タイラントは何気なく自分の手を見下ろした。剣だこが、できていた。それが時間を表しているようで少し切ない。
 以前はまったく剣など使えなかった。ミルテシアの裏路地に暮らしていたころ、少しだけ剣を覚えた。それでは危うい、と言ったのはメロールだった。
「手ほどきしてあげなさい、リオン」
 言葉少なにそれだけを言った半エルフの魔術師は、わずかに微笑んでいなくなってしまった。カロルもあれから一度も姿を見せなかった。

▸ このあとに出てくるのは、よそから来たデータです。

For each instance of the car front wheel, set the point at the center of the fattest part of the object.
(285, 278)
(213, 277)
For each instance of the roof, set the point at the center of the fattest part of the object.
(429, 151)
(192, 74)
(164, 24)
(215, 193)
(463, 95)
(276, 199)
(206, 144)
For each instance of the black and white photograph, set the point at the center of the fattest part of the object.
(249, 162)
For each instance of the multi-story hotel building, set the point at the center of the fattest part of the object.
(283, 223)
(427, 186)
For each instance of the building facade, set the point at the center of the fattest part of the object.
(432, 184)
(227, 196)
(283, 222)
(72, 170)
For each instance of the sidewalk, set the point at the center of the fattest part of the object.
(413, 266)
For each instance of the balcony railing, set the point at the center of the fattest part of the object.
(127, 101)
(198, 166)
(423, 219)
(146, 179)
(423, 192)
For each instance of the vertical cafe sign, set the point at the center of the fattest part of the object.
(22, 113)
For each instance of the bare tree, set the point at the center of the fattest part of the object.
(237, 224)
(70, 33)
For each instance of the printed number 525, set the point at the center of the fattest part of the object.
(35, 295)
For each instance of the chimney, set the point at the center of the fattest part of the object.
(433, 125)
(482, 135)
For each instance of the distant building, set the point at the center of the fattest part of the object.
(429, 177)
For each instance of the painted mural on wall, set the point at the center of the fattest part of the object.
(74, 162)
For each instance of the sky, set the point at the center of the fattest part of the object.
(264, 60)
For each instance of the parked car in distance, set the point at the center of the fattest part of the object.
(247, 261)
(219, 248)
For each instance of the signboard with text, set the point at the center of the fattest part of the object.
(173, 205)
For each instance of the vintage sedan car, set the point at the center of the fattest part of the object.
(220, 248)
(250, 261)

 怒っているのだとタイラントはわかっていた。弟子を苦しめた自分を、カロルが許すはずがない。それなのに、カロルを大切にしているリオンは自分に微笑んでくれる。ありがたいより、混乱していた。
「さぁ、ちょっと練習しましょうか」
「リオン様」
「なんです?」
「俺は――」
「剣のひとつも使えないようじゃ、危ないですよ、あなた、どこに行くかわかってないんだから」
 そのとおりだった。シェイティを捜す旅は目的地などない。彼のいるところが、目的の場所。そしてシェイティの居場所は杳として知れない。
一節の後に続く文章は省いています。